Abstract
BACKGROUND: Previous studies have suggested that the associations between ambient air pollution and atherosclerotic cardiovascular diseases (ASCVD) differ by genotype. A genome-wide approach provides a more comprehensive understanding of this relationship on a genomic scale.
METHODS: Using data from ≈300 000 UK Biobank participants, we conducted a genome-wide interaction analysis on 10 745 802 variants. We examined the interactions between fine particulate matter (PM2.5) and genetic variants across 3 ASCVD subtypes: coronary artery disease, ischemic stroke, and peripheral artery disease. A polygenic risk score was constructed, and functional annotation identified potential genes at loci interacting with air pollution. In vivo studies explored how genome-wide interaction analysis-identified genes interacting with PM2.5 might contribute to atherosclerotic plaque progression.

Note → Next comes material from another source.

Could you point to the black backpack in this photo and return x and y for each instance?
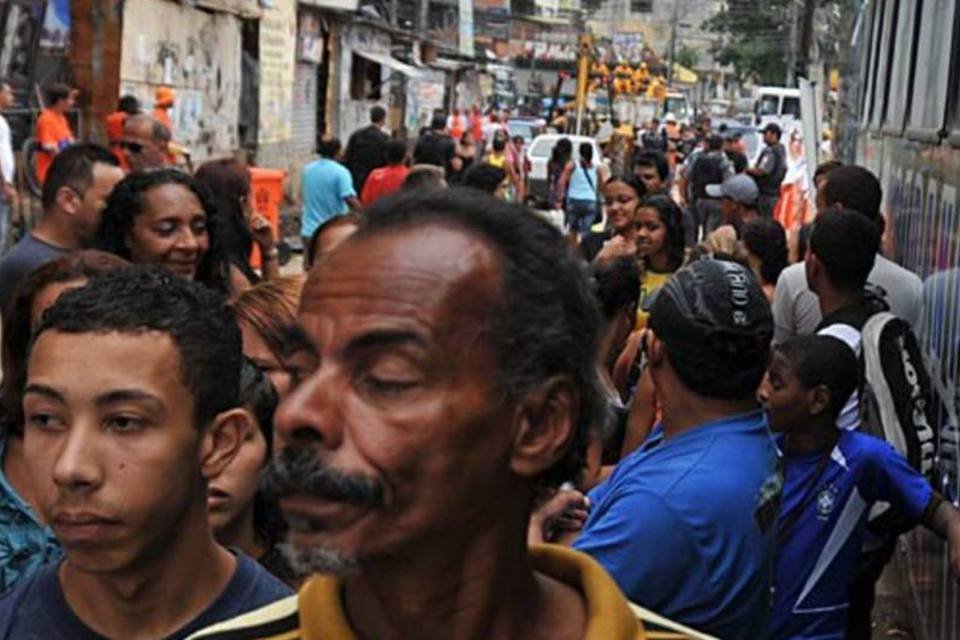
(896, 403)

RESULTS: During 12.55 years of follow-up, 42 696 ASCVD events were observed. Genome-wide interaction analysis identified 12 loci shared across the ASCVD subtypes related to PM2.5 exposure. Functional annotation suggested these loci and colocalized genes are involved in pathways such as cell-cell adhesion, deoxyribonucleotide biosynthesis, RNA metabolism, and calcium homeostasis. High genetic risk combined with PM2.5 exposure was associated with coronary artery disease, ischemic stroke, and peripheral artery disease, with hazard ratios and 95% CIs of 1.35 (1.32-1.37), 1.53 (1.47-1.58), and 1.68 (1.62-1.75), respectively. Animal studies confirmed that adenosine kinase gene expression might interact with PM2.5, potentially influencing atherosclerotic plaque development through inflammation.
CONCLUSIONS: Our study identified genome-wide loci interacting with PM2.5 and linked adenosine kinase expression in response to PM2.5 exposure to the formation of atherosclerotic plaques, highlighting potential pathways that connect PM2.5 to ASCVD.